Schwarze Messe mit altem Feuer
Der kurze Einstieg „Sanguinis Altare“ funktioniert wie das Öffnen eines Ritualraums. Das lateinisch anmutende Bild vom blutigen Altar bereitet den Boden für ein Album, das seine okkulte Symbolik nicht versteckt, sondern stolz vor sich herträgt. Schon hier wird klar: Bewitched wollen keine lange atmosphärische Exposition, sondern eine unmittelbare Beschwörung. Der eigentliche Angriff beginnt mit dem Titeltrack „Diabolical Death Mass“, und der macht keine Gefangenen. Marcus „Vargher“ Norman führt das Stück mit giftigem Gesang und scharfem Gitarrenspiel an. Seine Stimme klingt rau, fanatisch und herrlich angefressen, ohne im Chaos unterzugehen. Er predigt nicht, er spuckt die Worte in den Raum.
Gitarristisch ist der Titeltrack ein Paradebeispiel für das, was Bewitched auf diesem Album so stark macht. Vargher und Hellfire liefern keine überladenen Griffbrett-Eskapaden, sondern Riffs, die sitzen, schneiden und sofort wiedererkennbar sind. Diese Gitarrenarbeit lebt vom Gefühl für alte Schule: ein bisschen Venom-Dreck, ein bisschen Bathory-Bosheit, ein bisschen Slayer-Biss und dazu eine gehörige Portion schwedischer Präzision. Der Song ist schnell, direkt und hymnisch genug, um sofort hängen zu bleiben. Textlich erhebt er die schwarze Messe zum zentralen Bild des Albums: Tod, Teufelskult und rituelle Entweihung werden nicht erzählt wie eine Geschichte, sondern herausgebrüllt wie ein Glaubensbekenntnis gegen jede Form von Frömmigkeit.
Feuer, Styx und okkulte Gitarrenhiebe
„Into The Fire“ hält das Tempo hoch und wirkt wie ein knapp zweieinhalbminütiger Höllenritt. Hier zeigen Bewitched, dass Kürze kein Mangel sein muss. Der Song ist kompakt, aggressiv und auf den Punkt gespielt. Wrathyr hält am Bass das Fundament zusammen, ohne sich in den Vordergrund zu drängen. Gerade seine Arbeit ist wichtig, weil sie dem rauen Gitarrensound zusätzliche Körperlichkeit verleiht. Während die Gitarren sägen und der Gesang keift, sorgt der Bass dafür, dass die Nummer nicht dünn, sondern fleischig und gefährlich klingt.
Mit „Crossing The Styx“ greifen Bewitched ein starkes mythologisches Bild auf. Der Styx ist in der griechischen Mythologie der Fluss zwischen der Welt der Lebenden und dem Reich der Toten. Im Kontext des Albums wird daraus ein Übergangsritual: Der Song klingt wie eine Fahrt ins Jenseits, aber nicht melancholisch oder ehrfürchtig, sondern dreckig, wild und auf Krawall gebürstet. Zoidor verrichtet an den Drums einen verdammt effektiven Job. Er spielt nicht klinisch glatt, sondern treibend, druckvoll und mit genau jener ungeschliffenen Energie, die diese Musik braucht. Double-Bass-Passagen und geradeaus peitschende Beats geben dem Song eine körperliche Wucht, die sofort in die Nackenmuskulatur fährt.

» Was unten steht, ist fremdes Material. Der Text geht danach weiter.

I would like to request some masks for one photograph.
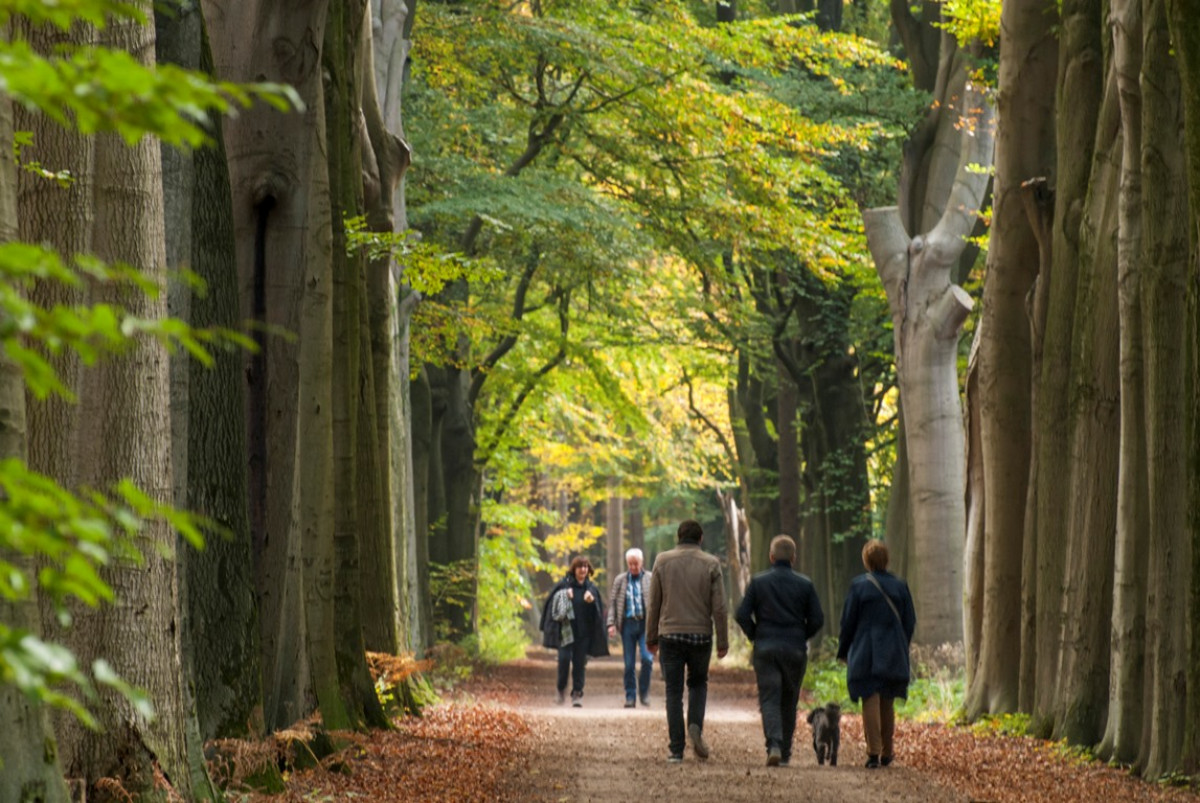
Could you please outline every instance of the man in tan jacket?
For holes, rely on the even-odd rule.
[[[683,761],[686,744],[683,686],[687,682],[687,738],[701,759],[708,758],[704,741],[704,705],[708,698],[708,664],[712,660],[713,628],[717,657],[729,652],[729,622],[725,613],[725,583],[721,564],[700,548],[704,530],[697,521],[679,525],[678,544],[654,561],[650,599],[646,605],[646,647],[659,656],[666,687],[668,763]]]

„Black Spells & Unclean Spirits“ macht danach bereits im Titel deutlich, wohin die Reise geht. Hier wird der okkulte Charakter des Albums besonders greifbar. Die Songtexte sind keine psychologischen Innenansichten und keine sozialen Kommentare, sondern Beschwörungsformeln. Das Böse wird nicht analysiert, sondern inszeniert. Genau das passt zu Bewitched. Der Song arbeitet mit eingängigen Riff-Salven, bissigem Gesang und einer Atmosphäre, die nach Kerzenwachs, Schwefel und Bierdunst riecht. Hellfire ergänzt Vargher dabei mit einer Gitarrenarbeit, die weniger auf technische Schaustellung als auf Wirkung setzt. Jeder Akkord soll treffen, jede Lead-Passage soll den Song anheizen, nicht dekorieren.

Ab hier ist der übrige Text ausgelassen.